Pada kesempatan ini, akan kita bahas
mengenai salah satu jenis bencana alam yakni erupsi atau letusan gunung api.
Menurut BNPB (Badan Nasional Penanggulangan Bencana), letusan gunung
api merupakan bagian dari aktivitas vulkanik yang dikenal dengan
istilah "erupsi". Bahaya letusan gunung api dapat berupa awan panas,
lontaran material (pijar), hujan abu lebat, lava, gas racun, tsunami dan banjir
lahar.
Siapa yang tidak tahu dengan salah satu
gunung api yang berdiri dengan gagahnya di tanah perbatasan provinsi Daerah
Istimewa Yogyakarta dan Jawa Tengah. Ya, Gunung Merapi. Gunung Merapi menjadi
pembatas antara kedua provinsi tersebut. Di mana lereng sisi selatan berada
dalam administrasi Kabupaten Sleman, Daerah Istimewa Yogyakarta, dan sisanya
berada dalam wilayah Provinsi Jawa Tengah. Gunung Merapi dan kawasan di sekitarnya menjadi
sumber matapencaharian utama bagi masyarakat yang hidup di kawasan lerengnya,
karena begitu banyak sumber daya alam yang bisa dieksplor di sana. Entah itu
material hasil erupsinya yang dapat digunakan untuk bahan bangunan, tananhnya
yang subur untuk bercocok tanam, sampai keelokan alamnya yang memikat para
wisatawan. Namun, terlepas dari segala manfaat yang diberikan, Gunung Merapi
tetaplah merupakan gunung api yang sampai saat ini masih aktif. Sehingga,
selain dampak positif yang didapatkan, masyarakat di
sekitar juga beresiko mendapat ancaman bahaya jika sewaktu-waktu
terjadi erupsi. Hal tersebut tidak dapat dihindari. Namun, dapat diminimalisir
dampaknya dengan upaya-upaya seperti perlu dilakukannya manajemen bencana.

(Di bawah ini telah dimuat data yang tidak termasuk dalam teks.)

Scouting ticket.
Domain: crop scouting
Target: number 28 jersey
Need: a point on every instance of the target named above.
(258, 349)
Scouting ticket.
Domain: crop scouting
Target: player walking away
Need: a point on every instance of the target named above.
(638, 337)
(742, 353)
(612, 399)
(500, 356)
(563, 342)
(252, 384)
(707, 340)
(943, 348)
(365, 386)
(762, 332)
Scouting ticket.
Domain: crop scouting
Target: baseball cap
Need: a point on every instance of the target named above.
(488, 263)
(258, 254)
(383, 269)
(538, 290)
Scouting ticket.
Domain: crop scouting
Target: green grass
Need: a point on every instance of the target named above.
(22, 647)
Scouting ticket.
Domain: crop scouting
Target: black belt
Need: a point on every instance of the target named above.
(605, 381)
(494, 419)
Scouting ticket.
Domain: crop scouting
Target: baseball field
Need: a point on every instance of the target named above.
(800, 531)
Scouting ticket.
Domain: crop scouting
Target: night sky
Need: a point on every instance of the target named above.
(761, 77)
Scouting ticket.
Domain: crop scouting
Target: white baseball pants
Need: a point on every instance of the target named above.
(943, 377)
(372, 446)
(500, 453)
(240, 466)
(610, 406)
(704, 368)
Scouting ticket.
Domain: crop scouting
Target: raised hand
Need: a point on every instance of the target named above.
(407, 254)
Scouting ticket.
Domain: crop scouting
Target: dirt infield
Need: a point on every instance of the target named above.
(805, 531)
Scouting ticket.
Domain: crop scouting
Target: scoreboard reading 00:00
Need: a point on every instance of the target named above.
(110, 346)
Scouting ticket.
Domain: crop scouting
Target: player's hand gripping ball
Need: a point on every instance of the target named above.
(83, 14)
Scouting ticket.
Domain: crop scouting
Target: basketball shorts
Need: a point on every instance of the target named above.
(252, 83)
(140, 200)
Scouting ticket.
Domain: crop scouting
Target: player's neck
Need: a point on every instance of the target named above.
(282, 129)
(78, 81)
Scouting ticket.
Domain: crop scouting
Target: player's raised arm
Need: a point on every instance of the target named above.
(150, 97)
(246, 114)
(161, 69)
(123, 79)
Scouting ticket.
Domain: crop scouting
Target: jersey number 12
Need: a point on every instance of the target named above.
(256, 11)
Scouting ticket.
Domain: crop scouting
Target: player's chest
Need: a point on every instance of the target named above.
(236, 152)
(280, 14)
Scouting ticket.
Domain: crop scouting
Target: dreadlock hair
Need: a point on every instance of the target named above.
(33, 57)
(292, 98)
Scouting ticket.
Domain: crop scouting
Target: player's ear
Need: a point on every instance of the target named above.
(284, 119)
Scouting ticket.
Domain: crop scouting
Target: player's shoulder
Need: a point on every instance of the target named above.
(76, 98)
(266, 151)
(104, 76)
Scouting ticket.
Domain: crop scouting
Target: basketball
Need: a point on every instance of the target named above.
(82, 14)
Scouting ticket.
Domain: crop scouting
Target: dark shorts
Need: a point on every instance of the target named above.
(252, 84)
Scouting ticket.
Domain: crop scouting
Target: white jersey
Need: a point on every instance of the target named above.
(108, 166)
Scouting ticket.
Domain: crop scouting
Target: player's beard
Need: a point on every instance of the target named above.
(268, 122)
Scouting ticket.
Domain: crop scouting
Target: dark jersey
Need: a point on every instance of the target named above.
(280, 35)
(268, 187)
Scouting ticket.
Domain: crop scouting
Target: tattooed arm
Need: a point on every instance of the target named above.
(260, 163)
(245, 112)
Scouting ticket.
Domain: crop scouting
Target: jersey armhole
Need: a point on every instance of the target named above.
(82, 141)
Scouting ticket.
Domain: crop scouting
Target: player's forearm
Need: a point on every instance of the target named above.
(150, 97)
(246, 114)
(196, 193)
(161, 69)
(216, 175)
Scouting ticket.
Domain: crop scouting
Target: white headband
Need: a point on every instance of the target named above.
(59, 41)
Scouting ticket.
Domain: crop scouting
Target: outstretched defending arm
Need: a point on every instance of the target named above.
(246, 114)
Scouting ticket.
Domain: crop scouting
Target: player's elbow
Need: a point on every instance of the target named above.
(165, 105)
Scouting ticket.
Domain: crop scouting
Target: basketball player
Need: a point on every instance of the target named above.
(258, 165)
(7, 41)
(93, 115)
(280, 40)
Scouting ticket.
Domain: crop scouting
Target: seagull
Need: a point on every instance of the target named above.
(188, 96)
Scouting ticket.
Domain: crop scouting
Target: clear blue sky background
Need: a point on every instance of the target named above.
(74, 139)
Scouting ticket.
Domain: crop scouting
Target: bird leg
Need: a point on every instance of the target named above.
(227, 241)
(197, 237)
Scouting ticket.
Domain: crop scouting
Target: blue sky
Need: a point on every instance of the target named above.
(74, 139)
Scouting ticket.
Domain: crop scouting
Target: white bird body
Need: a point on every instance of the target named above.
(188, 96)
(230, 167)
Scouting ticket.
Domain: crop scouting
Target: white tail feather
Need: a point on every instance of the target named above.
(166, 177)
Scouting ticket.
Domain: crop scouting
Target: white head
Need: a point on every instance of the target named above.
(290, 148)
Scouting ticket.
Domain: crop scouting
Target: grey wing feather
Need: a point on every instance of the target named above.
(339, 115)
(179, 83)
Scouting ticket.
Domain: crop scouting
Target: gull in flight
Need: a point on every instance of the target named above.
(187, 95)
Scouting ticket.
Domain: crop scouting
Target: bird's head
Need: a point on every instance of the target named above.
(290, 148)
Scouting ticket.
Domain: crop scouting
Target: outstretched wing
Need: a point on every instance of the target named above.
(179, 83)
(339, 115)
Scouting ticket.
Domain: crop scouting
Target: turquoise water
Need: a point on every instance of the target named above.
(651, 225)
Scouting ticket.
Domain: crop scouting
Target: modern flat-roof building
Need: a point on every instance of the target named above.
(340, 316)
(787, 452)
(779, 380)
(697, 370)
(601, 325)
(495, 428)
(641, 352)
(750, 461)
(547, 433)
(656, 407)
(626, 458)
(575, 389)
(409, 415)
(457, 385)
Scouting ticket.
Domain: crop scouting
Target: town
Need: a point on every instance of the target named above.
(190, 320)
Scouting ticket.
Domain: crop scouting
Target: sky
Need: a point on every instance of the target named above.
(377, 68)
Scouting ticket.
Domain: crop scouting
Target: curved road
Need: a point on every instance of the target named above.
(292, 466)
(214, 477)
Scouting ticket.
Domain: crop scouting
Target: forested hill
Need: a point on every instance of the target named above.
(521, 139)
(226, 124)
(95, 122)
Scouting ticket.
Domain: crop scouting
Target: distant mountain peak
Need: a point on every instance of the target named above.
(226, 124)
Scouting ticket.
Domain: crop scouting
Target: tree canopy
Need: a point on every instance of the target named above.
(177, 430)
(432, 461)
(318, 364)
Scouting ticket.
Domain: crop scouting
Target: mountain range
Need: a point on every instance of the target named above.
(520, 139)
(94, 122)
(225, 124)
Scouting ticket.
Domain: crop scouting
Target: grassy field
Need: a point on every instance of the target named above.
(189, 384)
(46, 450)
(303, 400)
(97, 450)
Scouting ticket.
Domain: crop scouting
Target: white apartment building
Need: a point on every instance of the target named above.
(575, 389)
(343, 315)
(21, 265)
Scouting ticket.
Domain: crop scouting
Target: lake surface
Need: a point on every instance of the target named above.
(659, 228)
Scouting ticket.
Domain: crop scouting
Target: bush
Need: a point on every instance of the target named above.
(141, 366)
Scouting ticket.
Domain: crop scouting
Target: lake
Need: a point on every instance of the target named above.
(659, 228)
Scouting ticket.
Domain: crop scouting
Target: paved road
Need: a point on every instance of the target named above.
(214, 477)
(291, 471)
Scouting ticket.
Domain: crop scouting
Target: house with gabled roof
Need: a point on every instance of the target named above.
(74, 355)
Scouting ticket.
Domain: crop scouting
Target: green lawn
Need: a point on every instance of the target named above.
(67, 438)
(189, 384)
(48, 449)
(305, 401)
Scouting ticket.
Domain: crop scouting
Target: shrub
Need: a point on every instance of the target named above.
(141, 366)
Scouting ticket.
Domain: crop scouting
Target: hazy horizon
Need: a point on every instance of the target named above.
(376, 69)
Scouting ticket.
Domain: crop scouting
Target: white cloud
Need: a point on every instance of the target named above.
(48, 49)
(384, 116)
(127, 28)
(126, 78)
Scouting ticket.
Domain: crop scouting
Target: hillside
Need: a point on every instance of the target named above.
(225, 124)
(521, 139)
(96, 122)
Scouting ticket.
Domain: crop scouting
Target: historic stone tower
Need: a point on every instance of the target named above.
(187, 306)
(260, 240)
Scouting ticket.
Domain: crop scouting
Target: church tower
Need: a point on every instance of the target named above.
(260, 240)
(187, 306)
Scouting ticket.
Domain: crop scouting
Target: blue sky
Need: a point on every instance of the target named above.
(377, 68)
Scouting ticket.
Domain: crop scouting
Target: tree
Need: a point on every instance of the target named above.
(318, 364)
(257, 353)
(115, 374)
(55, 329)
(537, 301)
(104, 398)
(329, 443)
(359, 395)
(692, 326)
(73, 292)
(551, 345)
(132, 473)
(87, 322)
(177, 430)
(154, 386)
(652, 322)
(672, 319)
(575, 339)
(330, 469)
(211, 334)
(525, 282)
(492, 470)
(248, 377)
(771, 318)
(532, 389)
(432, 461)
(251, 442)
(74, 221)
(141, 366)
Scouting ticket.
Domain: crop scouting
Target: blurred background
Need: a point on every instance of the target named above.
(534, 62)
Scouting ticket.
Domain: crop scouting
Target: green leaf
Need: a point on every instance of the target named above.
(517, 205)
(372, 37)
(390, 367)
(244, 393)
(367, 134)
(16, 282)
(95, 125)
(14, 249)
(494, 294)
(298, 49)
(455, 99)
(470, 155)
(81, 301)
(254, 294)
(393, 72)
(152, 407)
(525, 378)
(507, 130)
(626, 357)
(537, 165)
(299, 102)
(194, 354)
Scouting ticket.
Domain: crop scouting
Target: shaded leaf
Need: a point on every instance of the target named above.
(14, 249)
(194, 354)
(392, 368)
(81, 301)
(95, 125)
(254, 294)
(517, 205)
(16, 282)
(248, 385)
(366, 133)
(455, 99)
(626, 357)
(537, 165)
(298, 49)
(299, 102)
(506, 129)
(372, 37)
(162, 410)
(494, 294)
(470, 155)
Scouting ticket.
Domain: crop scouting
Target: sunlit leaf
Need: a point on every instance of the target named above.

Apa itu manajemen bencana? Shaluf dalam
Kusumasari (2010:19) mendefinisikan manajemen bencana sebagai istilah kolektif
yang mencakup semua aspek perencanaan untuk merespons bencana, termasuk
kegiatan-kegiatan sebelum bencana dan setelah bencana yang mungkin juga merujuk
pada manajemen resiko dan konsekuensi bencana. Dari definisi tersebut, dapat
disimpulkan bahwa manajemen bencana merupakan suatu usaha sistematis yang
dilakukan oleh pemerintah, relawan, dan pihak-pihak swasta dalam merespon
terjadinya bencana mulai dari sebelum terjadinya bencana hingga setelah
terjadinya bencana.
Dalam konsep manajemen bencana dikenal
tiga tahapan utama yaitu “pra-disaster, during disaster, dan after
disaster”. Setiap tahapan dalam manajemen bencana seharusnya merupakan
suatu siklus atau daur yang continue, bertahap dan komprehensif.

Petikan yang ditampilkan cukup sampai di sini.